Melt-spun Fe_73.5Cr₅V₂Mn_0.5P ₁₃C₅Si₁ (at.%) alloy produced from ferrophosphorus waste was extensively evaluated by microstructure, thermodynamics and kinetics of crystallization and magnetic properties as a potential candidate for distribution transformer cores. This attempt to reclaim waste was significant in that less environmental damage would result from waste disposal, less mining would be needed and general reduction of material consumption would result. And, of course, the ultimate cost would be economical.; The changes in the microstructure and magnetic properties of melt-spun Fe_73.5Cr₅V₂Mn_0.5P₁₃C ₅Si₁ alloy upon heat treatments were systematically investigated. Thermal evolution of structural transformations was monitored by differential thermal analysis (DTA), differential scanning calorimetry (DSC), X-ray diffraction (XRD), and transmission electron microscopy (TEM).

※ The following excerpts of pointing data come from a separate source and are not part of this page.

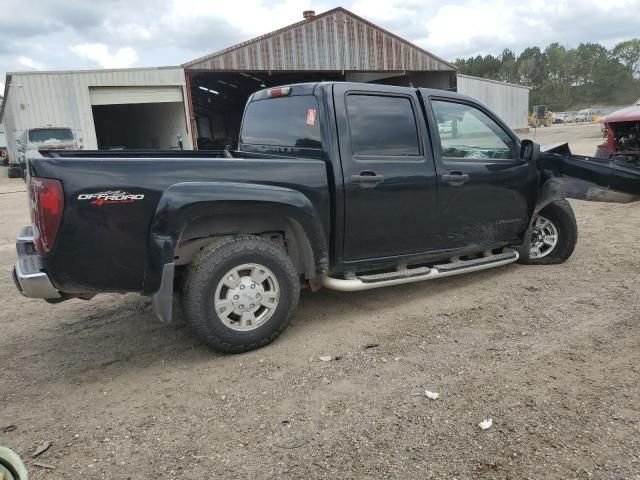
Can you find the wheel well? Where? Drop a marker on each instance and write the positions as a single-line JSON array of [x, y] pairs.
[[285, 231]]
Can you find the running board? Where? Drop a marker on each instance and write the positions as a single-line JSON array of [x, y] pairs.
[[411, 275]]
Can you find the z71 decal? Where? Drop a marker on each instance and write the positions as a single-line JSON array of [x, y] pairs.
[[114, 197]]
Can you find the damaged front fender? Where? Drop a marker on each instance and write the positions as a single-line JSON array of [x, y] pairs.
[[564, 175]]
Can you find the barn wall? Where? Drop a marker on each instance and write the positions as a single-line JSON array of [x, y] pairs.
[[509, 101]]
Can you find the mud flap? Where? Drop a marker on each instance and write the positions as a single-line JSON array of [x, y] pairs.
[[162, 300]]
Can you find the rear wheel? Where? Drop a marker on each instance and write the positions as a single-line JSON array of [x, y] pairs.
[[554, 235], [240, 295]]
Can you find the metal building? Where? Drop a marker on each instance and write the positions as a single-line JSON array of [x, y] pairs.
[[108, 109], [509, 101], [335, 45]]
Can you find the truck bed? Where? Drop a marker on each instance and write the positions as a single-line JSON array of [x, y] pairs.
[[115, 236]]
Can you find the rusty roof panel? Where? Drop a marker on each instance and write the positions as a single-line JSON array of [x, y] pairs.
[[335, 40]]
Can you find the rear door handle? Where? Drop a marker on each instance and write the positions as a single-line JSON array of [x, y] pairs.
[[367, 179], [455, 178]]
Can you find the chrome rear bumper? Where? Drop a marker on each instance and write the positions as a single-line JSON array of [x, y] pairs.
[[28, 276]]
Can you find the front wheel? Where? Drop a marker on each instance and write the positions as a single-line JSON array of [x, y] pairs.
[[554, 235], [240, 295]]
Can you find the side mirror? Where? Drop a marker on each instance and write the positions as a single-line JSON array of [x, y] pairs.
[[529, 151]]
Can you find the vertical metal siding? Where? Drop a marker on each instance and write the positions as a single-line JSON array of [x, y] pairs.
[[337, 40], [510, 102], [62, 98]]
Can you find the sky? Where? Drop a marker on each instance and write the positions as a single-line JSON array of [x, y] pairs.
[[82, 34]]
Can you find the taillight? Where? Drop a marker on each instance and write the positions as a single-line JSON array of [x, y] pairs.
[[47, 203]]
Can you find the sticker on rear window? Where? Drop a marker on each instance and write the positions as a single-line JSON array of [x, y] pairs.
[[311, 116]]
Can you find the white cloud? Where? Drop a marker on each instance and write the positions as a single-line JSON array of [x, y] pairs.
[[99, 54], [251, 17], [30, 63]]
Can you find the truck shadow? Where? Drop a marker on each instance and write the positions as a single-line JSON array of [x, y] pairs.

Thermal evolution of magnetic properties was studied by a vibrating sample magnetometer (VSM).; It was found that crystallization of melt-spun Fe_73.5Cr ₅V₂Mn_0.5P₁₃C₅Si₁ alloy occurred at around 460°C and proceeded as a two-stage process. The final equilibrium phases (α-Fe and Fe₃P) were formed via intermediate stage of Frank-Kasper type metastable phase (α-Mn type, a = 0.874 ± 0.004 nm) formation. The structure relationship in terms of short-range order between the as-spun metallic glass, Frank-Kasper type metastable phase and equilibrium crystals were found to be related to the thermal stability and crystallization behavior of melt-spun Fe_73.5Cr ₅V₂Mn_0.5P₁₃C₅Si₁ alloy. In addition, fine-grained α-Fe embedded in an amorphous matrix structure was obtained below the onset of crystallization.; It was also found that both the as-spun amorphous alloy and the fine-grained α-Fe structure achieved by annealing well below the crystallization temperature demonstrated great potential as promising soft magnetic materials. However, these soft magnetic properties were greatly degraded upon crystallization. Saturation magnetization dropped sharply upon metastable phase formation, and coercivity and retentivity increased drastically upon equilibrium phase formation.; Thus, the microstructure and magnetic properties of melt-spun Fe _73.5Cr₅V₂Mn_0.5P₁₃C ₅Si₁ alloy could be controlled by the annealing temperature, which could serve as a guideline to a suitable heat treatment that would optimize its magnetic properties.